It all began with some CloudLab machines I needed to use for “research”. CloudLab only offers CentOS, Ubuntu or FreeBSD images to provision new machines from. I have been daily driving Arch Linux for 3 years, and very much enjoy its simplicity, so wondered if it would be possible to put Arch Linux on the CloudLab machines. I vaguely remember at one point I came across a tutorial to install NixOS from another running distro (turns out to be this), so it should also be doable for Arch.
The research was very boring and I didn’t like it at all, but by digging down this rabbit hole I learned some new cool systems calls and got some more insight into Linux, which I am going to share here : )
This technique is also useful for VPSes. Some have a “custom ISO” feature where you can download any installer image, attach to your VPS, then boot from it, while others don’t. Depending on your host of choice, it may or may not be possible to install your favourite distro in a regular way, but this nuclear option would always work as long as you have root access to any running Linux system.
Those who have installed Arch Linux themselves should be very familiar with the procedures already, but for clarity I will go over it:
/mnt
. Make sure to mount sub-filesystems as well, e.g. /boot/efi
.pacstrap
(basically pacman
with a chroot) and Debian uses debootstrap
./etc/fstab
for the newly installed system, then chroot into it to do some setup (e.g. locale, timezone and root password).We will largely be following the same flow, but cutting the last two steps in favor of kexec
, for reasons we will cover later.
We will need some space for the Arch Linux installer, whether it’s unused disk space (which you can create by shrinking existing ext4 partitions) or RAM with tmpfs. In my case, I am using the latter.
If you are doing this in a memory-bound environment (e.g. low-spec VPS), use disk space.
For one VPS I own, the host allows booting from a pre-selected array of installer images, but does not allow custom ones. They do provide netboot.xyz but it needs abundant memory to work. In this case I used a similar procedure, replacing the running installer with the Arch Linux installer. As CDROM is mounted read-only, the Arch installer has to fit somewhere else, and main memory is insufficient for it.

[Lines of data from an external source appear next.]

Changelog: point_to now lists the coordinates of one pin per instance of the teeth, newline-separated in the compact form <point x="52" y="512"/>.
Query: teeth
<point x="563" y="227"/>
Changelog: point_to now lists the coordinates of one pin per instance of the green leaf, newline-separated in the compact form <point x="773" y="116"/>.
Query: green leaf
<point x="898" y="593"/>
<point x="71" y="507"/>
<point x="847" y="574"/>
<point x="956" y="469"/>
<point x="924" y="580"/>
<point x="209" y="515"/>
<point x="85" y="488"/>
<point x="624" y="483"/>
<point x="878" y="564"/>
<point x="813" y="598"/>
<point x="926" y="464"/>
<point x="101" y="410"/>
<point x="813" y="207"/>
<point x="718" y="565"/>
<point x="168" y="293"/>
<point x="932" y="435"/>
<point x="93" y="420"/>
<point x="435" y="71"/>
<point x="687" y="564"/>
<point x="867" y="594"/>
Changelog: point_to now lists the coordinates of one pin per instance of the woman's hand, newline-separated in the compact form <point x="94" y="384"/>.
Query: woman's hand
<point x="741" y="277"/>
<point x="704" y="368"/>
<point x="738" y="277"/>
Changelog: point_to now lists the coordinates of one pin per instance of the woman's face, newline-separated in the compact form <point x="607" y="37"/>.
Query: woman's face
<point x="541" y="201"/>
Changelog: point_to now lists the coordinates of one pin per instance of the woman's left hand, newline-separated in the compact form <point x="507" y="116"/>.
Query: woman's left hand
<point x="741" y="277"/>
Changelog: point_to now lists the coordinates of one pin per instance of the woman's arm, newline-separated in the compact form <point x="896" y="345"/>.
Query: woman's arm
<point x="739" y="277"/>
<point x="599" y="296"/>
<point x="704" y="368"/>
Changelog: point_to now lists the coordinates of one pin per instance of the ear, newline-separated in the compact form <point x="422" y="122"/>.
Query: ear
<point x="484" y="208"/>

I always use LVM for my VPSes, so my way around that was to save a few gigs of free space in the VG for a temporary LV where the installer will reside. Later after the installation process I can reclaim this space if I wish, by deleting the installer LV and expanding the system LV.
A quick sanity check to make sure I have the necessary amount of RAM:
root@node0:~# free -g
total used free shared buff/cache available
Mem: 251 2 250 0 0 249
Swap: 7 0 7
We have more than enough! Good to proceed. Now we will be creating a tmpfs for an Arch Linux environment we are using for the installation process.
root@node-0:~# mount -t tmpfs -o size=50G tmpfs /mnt
root@node-0:~# df -h | grep /mnt
tmpfs 50G 0 50G 0% /mnt
With the new tmpfs, now it’s time to populate it with the Arch Linux rootfs files. The latest bootstrap tarball can be downloaded from any mirror listed on the Arch Linux website.
curl -O https://mirrors.edge.kernel.org/archlinux/iso/latest/archlinux-bootstrap-x86_64.tar.zst
tar --zstd -xvf archlinux-bootstrap-x86_64.tar.zst
Extracting the tarball should give us the folder root.x86_64
. It contains a complete filesystem needed for an Arch Linux environment.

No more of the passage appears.